University Of California, San Diego, La Jolla CA

Investigators

Linked publications & trials

Abstract

DESCRIPTION (provided by applicant): A critical element of translating science into practice is the ability to find patient populations for clinical research. Many studies rely on administrative data for selecting relevant patients for studies of comparative effectiveness, but the limitations of administrative data is well-known. Much of the information critical for clinical research is locked in free-text dictated reports, such as history and physical exams and radiology reports. Data repositories, such as the Medical Archival Retrieval System (MARS) at the University of Pittsburgh, are useful for identifying supersets of patients for clinical research studies through indexed word searches. However, simple text-based queries are also limited in their effectiveness, and researchers are often left reading through hundreds or thousands of reports to filter out false positive cases. Current processes are time-consuming and extraordinarily expensive. They lead to long delays between the development of a testable hypothesis and the ability to share findings with the medical community at large. A potential solution to this problem is pre-annotating de-identified clinical reports to facilitate more intelligent and sophisticated retrieval and review.

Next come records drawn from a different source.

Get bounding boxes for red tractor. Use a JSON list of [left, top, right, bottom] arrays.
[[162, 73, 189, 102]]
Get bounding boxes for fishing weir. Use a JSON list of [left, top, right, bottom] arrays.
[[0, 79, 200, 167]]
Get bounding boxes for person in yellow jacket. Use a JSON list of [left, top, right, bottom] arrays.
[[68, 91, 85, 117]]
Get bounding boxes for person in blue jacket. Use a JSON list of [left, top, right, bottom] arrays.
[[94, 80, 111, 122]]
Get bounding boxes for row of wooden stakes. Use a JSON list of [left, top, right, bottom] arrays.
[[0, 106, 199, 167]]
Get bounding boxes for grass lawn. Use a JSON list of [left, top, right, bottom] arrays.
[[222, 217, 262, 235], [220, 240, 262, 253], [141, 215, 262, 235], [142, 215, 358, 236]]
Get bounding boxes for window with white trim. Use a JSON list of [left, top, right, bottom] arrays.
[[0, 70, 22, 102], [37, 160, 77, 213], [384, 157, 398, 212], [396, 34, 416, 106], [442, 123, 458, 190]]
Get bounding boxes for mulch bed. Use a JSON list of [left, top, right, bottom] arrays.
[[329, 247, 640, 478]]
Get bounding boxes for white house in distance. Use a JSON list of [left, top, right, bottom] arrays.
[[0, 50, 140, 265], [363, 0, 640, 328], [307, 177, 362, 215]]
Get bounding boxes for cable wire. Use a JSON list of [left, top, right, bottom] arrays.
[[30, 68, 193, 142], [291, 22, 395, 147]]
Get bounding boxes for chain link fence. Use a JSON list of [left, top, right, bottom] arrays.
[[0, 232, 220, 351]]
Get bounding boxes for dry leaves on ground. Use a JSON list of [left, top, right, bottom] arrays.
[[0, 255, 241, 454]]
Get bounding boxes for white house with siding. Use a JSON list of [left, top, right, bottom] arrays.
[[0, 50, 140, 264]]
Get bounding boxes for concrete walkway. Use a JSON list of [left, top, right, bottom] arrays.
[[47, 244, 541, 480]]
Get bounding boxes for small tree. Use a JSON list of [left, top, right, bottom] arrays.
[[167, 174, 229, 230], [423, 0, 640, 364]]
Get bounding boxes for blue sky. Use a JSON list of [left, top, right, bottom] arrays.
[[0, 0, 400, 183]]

Clinical reports are rich in meaning and structure and can be annotated at many different levels using natural language processing technology. It is not clear, however, what types of annotations would be most helpful to a clinical researcher, nor is it clear how to display the annotations to best assist manual review of reports. There is interdependence between the annotation schema used by an NLP system and the user interface for assisting researchers in retrieving data for retrospective studies. In this proposal, we will interactively revise an NLP annotation schema as well as explore various methods for annotation display based on feedback from users reviewing patient data for specific research studies. We hypothesize that an interactive search application that relies on NLP-annotated clinical text will increase the accuracy and efficiency of finding patients for clinical research studies and will support visualization techniques for viewing the data in a way that improves a researcher's ability to review patient data.